Some of these Wayne Gretzky’s with a cue (I lost to one, just a few weeks ago) can somehow become proficient players, 0.6 or even 0.8. But that is about where it ends. If you want to get to 1 average or over, you’ll have to discipline your body, and get rid of all the unwanted movement. Proper technique is what you fall back on, when the pressure is high. Frédéric Caudron and Dick Jaspers will ALWAYS be able to hit an object ball wafer-thin from distance, no matter if it’s in practice or at 38 -39 in a World Cup. The undisciplined players will stumble and fall then and there. Their arm lacks the strength that only comes from endless repetition. The great 3-cushionists are like ballet dancers or Circe du Soleil artists or ninjas. Some things, they can do to perfection in their sleep.
Better-looking 3-cushion is almost always better 3-cushion.
Look at the new wave of Korean players, who all seem to be able to take the 1.5 hurdle and make it look easy. (Why do many European talents get to 1.3 / 1.4 and then stop progressing? I honestly wish I could say something meaningful about THAT). Sung Won Choi, Jae Ho Cho, Jung Han Heo, not robots at all, they have a distinctive style of their own. But all are technically immaculate. Choong Bok Lee can do the subtlest things with his stroke, like Zanetti. Dong Koong Kang does not even HAVE a stroke, he has a nuclear power plant fitted into his right arm. Kyung Roul Kim, not the prettiest Korean to look at, but he has discipline in spades. A shot that needs to be dangerously close to the kiss to make (but just out of it)? He’s your man.

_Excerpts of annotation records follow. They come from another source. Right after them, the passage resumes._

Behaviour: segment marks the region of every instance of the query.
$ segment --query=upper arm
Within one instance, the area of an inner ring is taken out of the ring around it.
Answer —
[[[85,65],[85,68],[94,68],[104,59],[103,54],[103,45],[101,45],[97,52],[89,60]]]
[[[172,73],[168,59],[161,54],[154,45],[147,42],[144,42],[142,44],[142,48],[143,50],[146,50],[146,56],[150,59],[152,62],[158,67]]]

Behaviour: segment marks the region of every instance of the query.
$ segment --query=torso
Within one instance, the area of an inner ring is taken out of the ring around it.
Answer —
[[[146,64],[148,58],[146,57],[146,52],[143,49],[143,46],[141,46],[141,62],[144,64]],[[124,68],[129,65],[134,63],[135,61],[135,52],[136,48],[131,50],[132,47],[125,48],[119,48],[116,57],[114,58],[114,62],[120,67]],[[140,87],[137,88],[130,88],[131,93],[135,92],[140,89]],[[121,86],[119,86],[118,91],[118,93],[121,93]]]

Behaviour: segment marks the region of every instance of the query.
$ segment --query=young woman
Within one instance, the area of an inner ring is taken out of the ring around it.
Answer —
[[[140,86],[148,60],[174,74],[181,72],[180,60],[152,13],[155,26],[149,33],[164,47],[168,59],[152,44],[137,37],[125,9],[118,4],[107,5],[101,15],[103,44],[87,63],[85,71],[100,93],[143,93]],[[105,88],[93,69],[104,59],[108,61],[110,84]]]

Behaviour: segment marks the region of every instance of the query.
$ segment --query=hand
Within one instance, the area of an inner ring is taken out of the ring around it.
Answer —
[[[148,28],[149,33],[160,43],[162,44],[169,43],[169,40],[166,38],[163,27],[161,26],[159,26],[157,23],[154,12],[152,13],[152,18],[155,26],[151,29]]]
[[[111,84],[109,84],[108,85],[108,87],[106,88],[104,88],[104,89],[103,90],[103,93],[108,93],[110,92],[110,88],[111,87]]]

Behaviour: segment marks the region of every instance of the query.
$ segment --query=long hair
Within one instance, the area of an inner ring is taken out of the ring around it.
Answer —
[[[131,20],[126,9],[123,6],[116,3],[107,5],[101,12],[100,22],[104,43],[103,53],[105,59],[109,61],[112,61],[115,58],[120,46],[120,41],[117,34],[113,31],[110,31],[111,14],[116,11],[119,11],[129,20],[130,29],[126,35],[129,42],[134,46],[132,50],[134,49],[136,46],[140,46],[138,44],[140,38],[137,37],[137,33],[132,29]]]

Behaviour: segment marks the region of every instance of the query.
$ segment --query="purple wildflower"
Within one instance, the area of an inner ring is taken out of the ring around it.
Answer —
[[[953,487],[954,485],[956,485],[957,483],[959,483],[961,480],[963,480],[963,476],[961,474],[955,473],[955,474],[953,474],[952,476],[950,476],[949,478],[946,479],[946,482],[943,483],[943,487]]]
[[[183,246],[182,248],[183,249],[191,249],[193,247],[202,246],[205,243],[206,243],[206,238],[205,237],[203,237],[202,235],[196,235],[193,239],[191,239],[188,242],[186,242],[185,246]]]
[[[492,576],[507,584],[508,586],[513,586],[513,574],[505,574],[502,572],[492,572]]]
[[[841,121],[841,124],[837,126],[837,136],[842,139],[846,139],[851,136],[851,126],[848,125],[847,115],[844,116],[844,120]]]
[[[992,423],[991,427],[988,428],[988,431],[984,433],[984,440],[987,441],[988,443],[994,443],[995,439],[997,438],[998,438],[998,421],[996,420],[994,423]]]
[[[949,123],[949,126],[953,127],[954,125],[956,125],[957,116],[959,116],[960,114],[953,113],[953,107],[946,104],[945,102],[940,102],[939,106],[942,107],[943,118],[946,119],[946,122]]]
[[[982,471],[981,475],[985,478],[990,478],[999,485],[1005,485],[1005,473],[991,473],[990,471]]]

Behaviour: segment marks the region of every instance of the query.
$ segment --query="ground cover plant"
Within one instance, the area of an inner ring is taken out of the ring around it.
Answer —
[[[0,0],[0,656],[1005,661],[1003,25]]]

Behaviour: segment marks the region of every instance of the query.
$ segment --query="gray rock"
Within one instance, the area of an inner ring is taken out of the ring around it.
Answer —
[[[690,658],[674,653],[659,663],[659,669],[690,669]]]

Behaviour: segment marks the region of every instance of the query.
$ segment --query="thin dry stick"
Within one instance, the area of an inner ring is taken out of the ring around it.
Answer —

There IS no ugly 3-cushion in the World Cup main tournaments. All the players with bad stance, bad stroke or bad habits otherwise have hit their individual ceiling before they get that far. The game itself has been the teacher here, and the game is a selection committee as well. Access denied, if you have neglected your technique. Alexander Salazar from Colombia and Glenn Hofman from the Netherlands and Quyet Chien Tran from Vietnam, just to name a few, are approved, they are in. With different posture and a different style maybe, but they have understood the nr. 1 requirement of the game: stand still and stroke straight.